The NPLs are mainly related to the corporate sector. In Italy, there is a large number of small-medium enterprises, and a significant proportion of them are micro-firms with less than ten employees. These suffered during the crisis of 2008, and some of them defaulted. Furthermore, there is a bigger concentration of NPLs in the southern regions.

There are both macro factors and banks’ specificities which contribute to the increase of NPLs. There is empirical evidence that a decrease in GDP growth and real estate prices, together with an appreciation of the euro have contributed in the past to the development of the phenomenon. Looking at banks’ specificities, the relevant factors were a decrease in profitability (ROE) and an increase in lending.

Finding A Solution

It is necessary to remove uncertainty, improve banks ability to deal with NPLs, strengthen supervision, give tax incentives to write-off NPLs from the balance sheet and create a market for restructuring NPLs.

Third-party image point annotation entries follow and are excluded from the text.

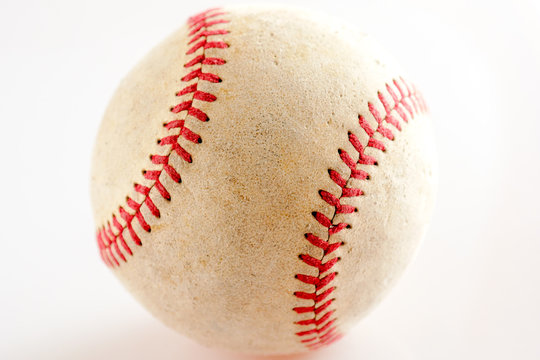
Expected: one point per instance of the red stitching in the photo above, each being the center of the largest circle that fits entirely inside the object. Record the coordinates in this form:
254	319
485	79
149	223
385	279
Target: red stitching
107	237
321	328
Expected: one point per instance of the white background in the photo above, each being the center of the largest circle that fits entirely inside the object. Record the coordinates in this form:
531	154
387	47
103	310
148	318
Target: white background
473	291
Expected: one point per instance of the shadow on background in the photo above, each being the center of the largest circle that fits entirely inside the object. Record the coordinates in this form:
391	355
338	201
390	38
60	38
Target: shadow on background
141	341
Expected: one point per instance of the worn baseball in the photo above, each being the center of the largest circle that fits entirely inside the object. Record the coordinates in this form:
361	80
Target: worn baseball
262	178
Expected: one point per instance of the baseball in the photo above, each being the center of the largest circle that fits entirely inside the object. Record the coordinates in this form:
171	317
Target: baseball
262	178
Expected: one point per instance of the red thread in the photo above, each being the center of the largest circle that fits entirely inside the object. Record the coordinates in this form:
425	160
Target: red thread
112	238
321	328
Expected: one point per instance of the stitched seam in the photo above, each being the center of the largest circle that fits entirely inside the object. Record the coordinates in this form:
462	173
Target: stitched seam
110	236
321	329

The Italian government has developed some reforms in this direction. What is more, the Atlante fund was created by the largest Italian banks with a small contribution from the Cassa Depositi e Prestiti, a governmental institution. The aim of this fund is to recapitalise banks in trouble and be the lender of last resort for NPLs junior tranches. The GACS  was also created as a mechanism for the securitisation of NPLs in which the senior tranches are guaranteed by the government.

From a legal point of view, there are two possible directions: the enforcement method and the contractual approach. It is clear that the first one supports the second one. If the tranches are the guarantee, it is easiest to sell them in the market even if the market price does not change. That is the logic behind the GACS.

Conclusion

NPLs are negatively affecting the Italian banking sector. A significant number of reforms have been introduced in order to give banks incentives to write-off NPLs from their balance sheets and to form a market for them. Some legal reforms were taken as well to decrease the bureaucracy time. However, all these measures will not solve the problem, only somewhat reduce it. Therefore, stronger aids and reforms will have to be introduced to help the banking sector become stronger.